Swlabr · #1 $Old$ November 2nd, 2009, 08:11 AM

I was wondering - $A_5$ is the only non-abelian simple group of order less than 100. What is the next one along? I know there is one of order somewhere in the region of 168 (the Projective Special Linear Group $PSL_2(7)$ ), but is there any of order between these two?

tonio · #2 $Old$ November 2nd, 2009, 08:42 AM

Quote:

Originally Posted by Swlabr $View Post$

I was wondering - $A_5$ is the only non-abelian simple group of order less than 100. What is the next one along? I know there is one of order somewhere in the region of 168 (the Projective Special Linear Group $PSL_2(7)$ ), but is there any of order between these two?

\

No, there isn't...non-abelian, that is.

Tonio

Swlabr · #3 $Old$ November 2nd, 2009, 09:05 AM

Quote:

Originally Posted by tonio $View Post$

\

No, there isn't...non-abelian, that is.

Tonio

Okay, but why? The problem cases that I can see are groups of order $p^2qr$ and $p^3qr$ (120 is the only number of this form in our range though, and 168 is of this form).

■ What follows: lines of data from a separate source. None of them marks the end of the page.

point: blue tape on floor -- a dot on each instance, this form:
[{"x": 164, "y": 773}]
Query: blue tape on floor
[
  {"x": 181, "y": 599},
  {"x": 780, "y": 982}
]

As $60=2^2.3.5$ , we cannot slap a general condition on groups of these orders not being non-simple, as we can with the other orders.

So, I have become a tad stumped as to why this is...

NonCommAlg · #4 $Old$ November 3rd, 2009, 09:31 PM

a useful and easy-to-prove fact is that if $2 < |G| \equiv 2 \mod 4,$ then $G$ is not simple. see Tough Problem from Rotman's Group Theory, 3rd Ed for a proof of a more general result.